TÜRKİYE’DE İNSAN HAKLARININ GENEL DURUMU
Olağanüstü hal dönemi Temmuz 2018’de sona ermesine rağmen, muhaliflere veya muhalif olduğu varsayılan kişilere yönelik baskılar 2019’da da devam etti. Binlerce kişi, uluslararası hukukta tanımlanmış bir suç işlediklerine ilişkin çoğunlukla hiçbir güvenilir kanıt olmadan, terörle mücadele yasaları ve başka yasaların keyfi kullanımıyla soruşturuldu, yargılandı ve cezalandırma amacı taşıyan uzun süreli tutuklu yargılamalarla cezaevinde tutuldu. Yargı bağımsızlığına ilişkin kaygılar arttı. Yargı reformu paketi Meclis’ten geçti. Ancak yapılan değişiklikler yargı üzerindeki şiddetli siyasi baskılara veya adil olmayan, siyasi güdümlü yargılamalara ve mahkumiyet kararlarına son vermedi. İfade özgürlüğü ve barışçıl toplanma hakları ciddi şekilde sınırlandırıldı. Mevcut hükümeti eleştiren kişiler, özellikle gazeteciler, siyasi aktivistler ve insan hakları savunucuları, gözaltına alındı veya asılsız cezai suçlamalarla karşı karşıya kaldı. Yetkililer protestoları keyfi olarak yasaklamayı ve barışçıl protestocuları dağıtmak için gereksiz ve aşırı güç kullanımına başvurmayı sürdürdü. Güvenilir kaynaklarca işkence ve zorla kaybetme iddiaları ortaya kondu.

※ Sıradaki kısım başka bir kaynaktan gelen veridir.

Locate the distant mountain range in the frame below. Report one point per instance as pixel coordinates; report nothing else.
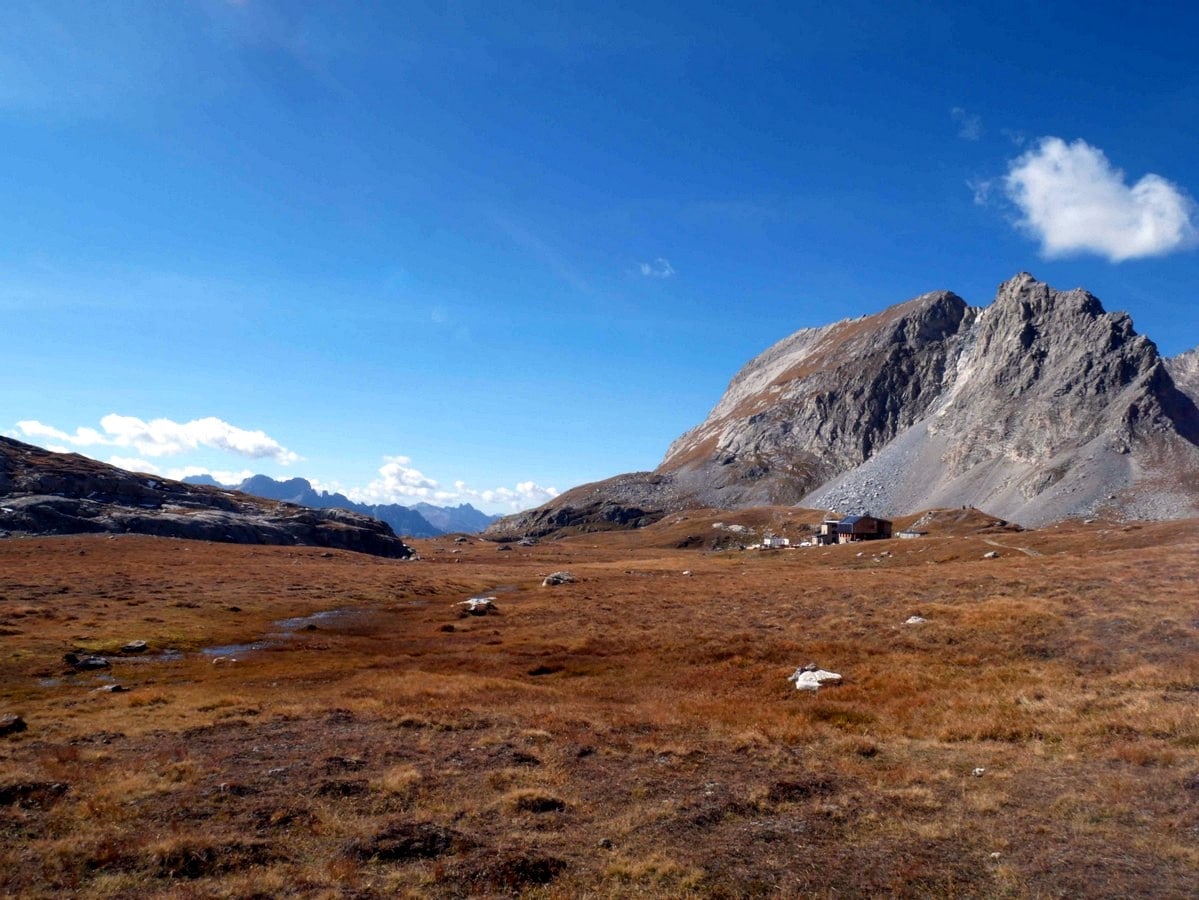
(421, 521)
(47, 493)
(1036, 408)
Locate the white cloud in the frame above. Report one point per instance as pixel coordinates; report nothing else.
(166, 438)
(660, 267)
(1073, 200)
(969, 126)
(398, 482)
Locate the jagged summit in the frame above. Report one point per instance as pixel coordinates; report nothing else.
(1037, 406)
(47, 493)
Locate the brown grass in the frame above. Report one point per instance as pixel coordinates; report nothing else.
(632, 734)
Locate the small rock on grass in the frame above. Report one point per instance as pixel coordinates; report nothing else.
(813, 678)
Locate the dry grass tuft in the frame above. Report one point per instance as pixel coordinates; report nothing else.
(634, 737)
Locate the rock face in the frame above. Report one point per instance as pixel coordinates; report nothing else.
(47, 493)
(1035, 408)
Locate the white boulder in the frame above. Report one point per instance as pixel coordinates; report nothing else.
(808, 678)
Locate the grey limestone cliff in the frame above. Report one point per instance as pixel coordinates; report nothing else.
(1035, 408)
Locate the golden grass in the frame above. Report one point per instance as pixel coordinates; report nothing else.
(632, 734)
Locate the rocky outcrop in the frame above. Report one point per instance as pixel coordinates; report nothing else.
(1184, 370)
(1038, 406)
(49, 493)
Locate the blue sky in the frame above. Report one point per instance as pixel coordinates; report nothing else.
(482, 252)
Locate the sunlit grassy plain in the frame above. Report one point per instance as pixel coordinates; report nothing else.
(632, 734)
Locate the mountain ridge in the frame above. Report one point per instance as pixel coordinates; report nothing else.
(1037, 406)
(419, 521)
(48, 493)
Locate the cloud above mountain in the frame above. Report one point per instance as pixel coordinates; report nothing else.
(164, 438)
(399, 482)
(1073, 200)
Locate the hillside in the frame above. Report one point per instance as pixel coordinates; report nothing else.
(1036, 408)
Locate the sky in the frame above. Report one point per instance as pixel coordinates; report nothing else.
(482, 252)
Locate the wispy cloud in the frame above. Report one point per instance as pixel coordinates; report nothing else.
(1014, 136)
(1073, 200)
(969, 125)
(136, 464)
(166, 438)
(660, 267)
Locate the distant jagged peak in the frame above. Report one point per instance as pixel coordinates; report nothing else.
(1035, 406)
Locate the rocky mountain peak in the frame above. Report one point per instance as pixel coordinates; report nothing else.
(1036, 406)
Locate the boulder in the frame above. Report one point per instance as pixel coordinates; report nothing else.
(479, 605)
(811, 678)
(84, 664)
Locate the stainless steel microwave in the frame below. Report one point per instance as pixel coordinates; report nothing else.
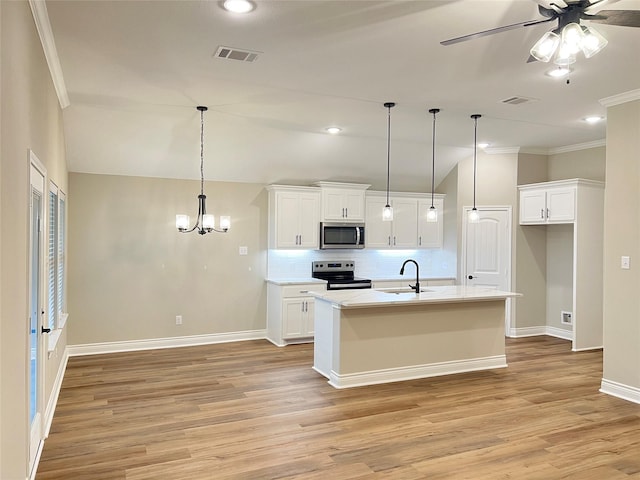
(341, 235)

İfade özgürlüğüne yönelik baskılar devam etti
Mahkemeler internetteki birçok içeriği engelledi ve yüzlerce sosyal medya kullanıcısına cezai soruşturmalar açıldı. Ağustos ayında, internette yayın yapan platformların içeriklerini RTÜK denetimine tabi tutarak RTÜK’ün internet üzerinde sansür yetkisini artıran yeni düzenleme yürürlüğe girdi.
Türkiye’nin Suriye’nin kuzeydoğusunda gerçekleştirdiği “Barış Pınarı Harekatı” yalnızca iki hafta sürmesine rağmen, harekatı eleştiren veya sorgulayan yüzlerce kişi hakkında soruşturma açıldı, birçoğu gözaltına alındı ve en az 24’ü tutuklu yargılanmak üzere cezaevine gönderildi. Gözaltına alınan kişiler arasında, siyasi parti üyeleri, yerel yönetim temsilcileri, aktivistler, gazeteciler de bulunuyor. Bu dönemde gerçekleştirilen bazı gözaltılarının harekatla ilgili olmaması, askeri harekatın, Temmuz 2018’de sona eren olağanüstü halin ardından devam eden baskının artırılması için bir bahane olarak kullanıldığı izlenimini veriyor.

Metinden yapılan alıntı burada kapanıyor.